The package arrived when I was out, and the postman left it at the post office instead of my apartment, which is how I ended up with it in my car, and brought it into work. Also, the case needs a new handle, so I was going to bring it with me to someone I would visit in a few days who might be able to make the handle. So I brought it into work, planning to leave it there a few days.

I showed colleagues, showing it off (it’s tempting to say “her” since the name is feminine, but it is, after all, a machine). Some kids saw, and were curious. I encouraged them to try it. It was so funny! They were hesitant. They didn’t know how to load paper, or advance a line, or bring the carriage to the start of a line. Typing was slow. For a few days a trickle of kids touched their first typewriter keys. A junior came to me, announcing it did not work. It turns out there is a difference between pressing a key and striking a key, which is not intuitive, but is easy to explain.

I put up a sign, announcing that there would be no charge if a student created a haiku or other verse. Of course there would be no charge in any case, but the sign had an instant effect, and I began to find haikus on pages left on the roller. Different kids were typing on the same sheet. The traffic got, not heavy, but consistent. I started posting some of their work on the office door.

And then the day arrived when I was taking the typewriter away, and I felt a little bad.

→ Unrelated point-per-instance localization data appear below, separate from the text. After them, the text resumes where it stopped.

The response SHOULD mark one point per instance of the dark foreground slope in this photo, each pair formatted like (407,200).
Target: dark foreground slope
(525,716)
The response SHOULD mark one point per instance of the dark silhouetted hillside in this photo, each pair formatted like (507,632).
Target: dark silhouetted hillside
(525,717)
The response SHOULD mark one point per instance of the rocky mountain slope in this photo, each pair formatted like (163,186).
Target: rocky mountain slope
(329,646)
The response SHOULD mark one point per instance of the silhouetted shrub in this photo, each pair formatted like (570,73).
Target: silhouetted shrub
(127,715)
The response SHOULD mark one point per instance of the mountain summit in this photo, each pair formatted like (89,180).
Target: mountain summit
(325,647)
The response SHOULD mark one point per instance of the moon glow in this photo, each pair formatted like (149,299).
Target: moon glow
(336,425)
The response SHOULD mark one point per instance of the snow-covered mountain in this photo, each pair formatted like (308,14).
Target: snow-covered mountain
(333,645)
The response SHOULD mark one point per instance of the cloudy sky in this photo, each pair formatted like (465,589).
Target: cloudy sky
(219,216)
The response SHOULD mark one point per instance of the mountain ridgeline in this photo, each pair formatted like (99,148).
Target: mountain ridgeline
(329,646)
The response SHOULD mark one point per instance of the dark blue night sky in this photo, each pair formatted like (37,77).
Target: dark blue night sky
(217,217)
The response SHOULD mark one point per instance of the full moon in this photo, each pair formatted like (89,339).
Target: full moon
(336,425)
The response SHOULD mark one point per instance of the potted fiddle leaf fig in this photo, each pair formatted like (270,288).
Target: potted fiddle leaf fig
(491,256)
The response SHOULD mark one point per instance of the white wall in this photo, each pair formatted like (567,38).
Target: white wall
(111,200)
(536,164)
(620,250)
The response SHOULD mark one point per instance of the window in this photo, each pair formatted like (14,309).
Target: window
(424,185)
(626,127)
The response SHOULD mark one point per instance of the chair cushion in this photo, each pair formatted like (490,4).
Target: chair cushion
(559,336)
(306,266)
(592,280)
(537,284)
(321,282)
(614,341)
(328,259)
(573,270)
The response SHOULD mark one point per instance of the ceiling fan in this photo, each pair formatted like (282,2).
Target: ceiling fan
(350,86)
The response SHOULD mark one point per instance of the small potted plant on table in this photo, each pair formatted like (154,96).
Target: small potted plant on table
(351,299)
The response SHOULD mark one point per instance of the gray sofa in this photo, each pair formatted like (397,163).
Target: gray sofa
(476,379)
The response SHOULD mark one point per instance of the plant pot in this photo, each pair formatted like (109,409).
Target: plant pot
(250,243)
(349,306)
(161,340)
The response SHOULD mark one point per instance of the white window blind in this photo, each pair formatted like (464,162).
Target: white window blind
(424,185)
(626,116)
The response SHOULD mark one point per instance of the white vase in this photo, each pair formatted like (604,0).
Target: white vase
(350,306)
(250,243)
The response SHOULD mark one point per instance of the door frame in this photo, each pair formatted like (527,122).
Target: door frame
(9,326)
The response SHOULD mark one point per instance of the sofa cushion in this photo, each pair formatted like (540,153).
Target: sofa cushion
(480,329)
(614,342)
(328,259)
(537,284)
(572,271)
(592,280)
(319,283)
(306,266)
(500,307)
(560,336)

So here’s what I did. I went to a facebook typewriter collector’s and sellers group, told them my story, said no way was I leaving my gorgeous Erika in school, but did anyone have a more downmarket American typewriter. And I got a few responses, one was just across the GW, and I picked up a Smith Corona Sterling. The Sterling is simple, not elegant. But for the kids it is magical new percussive technology. I put up new rules:

Every day I find things that students type. I often enter the office to a clickety-clack, and smile. Most students work alone. Often I find them with a partner. Some like a fuller audience. It’s mostly seniors – they know me. But one lunch I was at my desk and heard a rustle, and I saw the tip of a head disappearing behind the door-frame. It was a freshmen, who wanted to know if she could try it. I don’t think she did.

Over time the rhythms seem to be getting steadier. One senior has written letters to friends and family. Each letter, I have noticed, eats up exactly one page. One day I found a few paragraphs, explaining why the author’s choice of best quote in Lear was better than the teacher’s choice. Sometimes there are brief philosophical tracts – navel-gazing with short attention spans. But mostly, there are haikus.

I have also recovered three sketches of students typing. I think I’ll keep the Smith Corona in the office for a while.